Adult victims of family bullies also may manifest such symptoms as:

  • Clinical depression
  • Anxiety
  • Gastric problems
  • Unspecified aches and pains
  • Injury
  • Loss of self-esteem
  • Relationship problems
  • Drug and alcohol abuse
  • Suicide

Results of Bullying – Post Traumatic Stress Disorder:

It is common for the victims of bullying to show symptoms of post-traumatic stress disorder or PTSD. This mental health disorder occurs as the victim is not able to escape the bullying or may not realize they can leave the situation.

The experiences of the victim will include humiliation, rejection, betrayal, emotional abuse, physical abuse, loss of control, and disempowerment. The victim will exhibit in tandem with other mental health struggles, such as depression, possible drug, and alcohol use, short-term memory loss, emotional numbness, and loss of concentration. It is also a common component for victims to be linked to job loss, crime, family disharmony, divorce, ineffective parenting, and the possible inability to nurture or sustain effective interpersonal relationships. The physical manifestations of victims often result in dizziness, headaches, digestive problems, angina, insomnia, and auto-immune disorders.

Traits of the Bully:

  • A larger body build
  • Antisocial personality disorder or sociopathy
  • Lack of negative natural consequences or punishments

Others Involved:

In regard to the bully and victim dynamic, there are always “bystanders” who play their own role in the abuse. These bystanders are rarely innocent and contribute to perpetuating the abuse on the victim.
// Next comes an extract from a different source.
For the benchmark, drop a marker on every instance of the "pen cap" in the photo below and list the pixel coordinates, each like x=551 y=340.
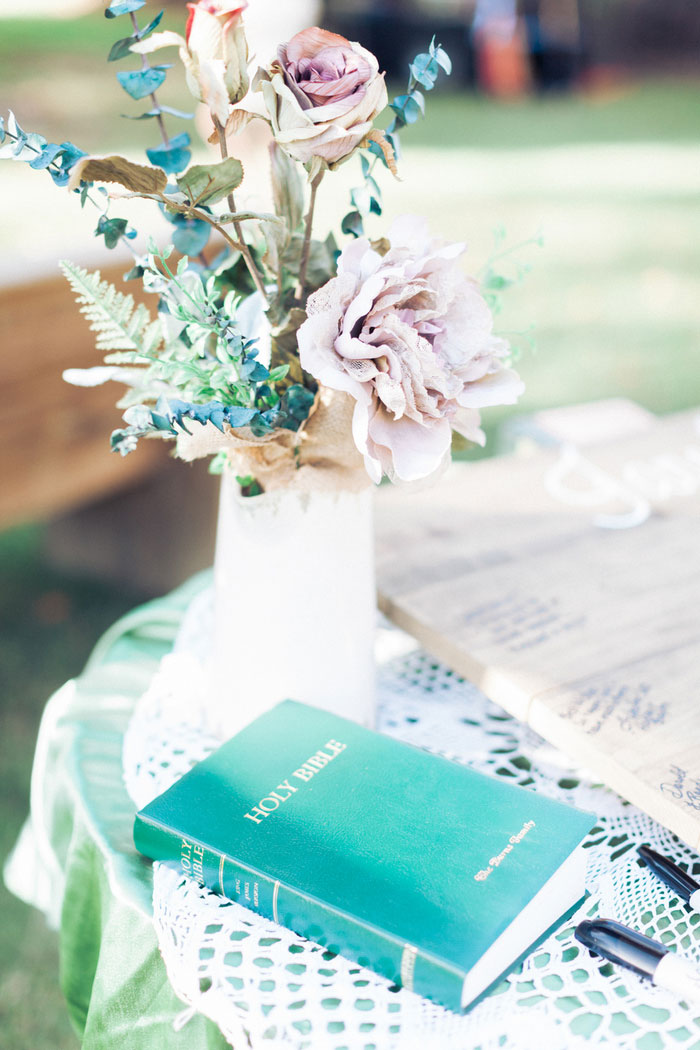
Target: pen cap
x=675 y=877
x=620 y=944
“Researchers have suggested that there are six different types of bystanders, all with a different dynamics” (Addington, et. al., 2022):

  1. The bully rules through violence and intimidation.
  2. Followers or henchmen are not initiators of the bullying, but they do nothing to stop it or help the victim.
  3. Supporters enjoy observing the bullying but do not take part in it or help the victim.
  4. Disengaged onlookers assert that the bullying of someone else is not their concern.
  5. Possible defenders believe that the target of the bullying activity should be defended.
  6. Defenders. Those unique individuals who actually attempt to help the victim of the bully (and his followers/henchmen). Although popular media may contradict the reality, in cases of bullying there exist few defenders.

Conclusion:

The bully in the family intends to humiliate and control the life of the victim. While bullying is complex, it saturates American society and extends from the family to other areas of our culture. The consequences of bullying primarily affect the victim as he or she experiences both short and long term consequences. The victim may experience psychological distress, mental and physical illnesses, interference in one’s ability to participate in school, low self-esteem, depression and the potential to become a victim of abuse by romantic partners, friends, adult children, and in the work place.

Bullying behavior is often overlooked and ignored in American society unless someone openly becomes a victim of physical or sexual abuse, or is murdered. The norms of our society must change to rid ourselves of this insidious and destructive behavior that destroys humans and who experience inflicts life long struggles.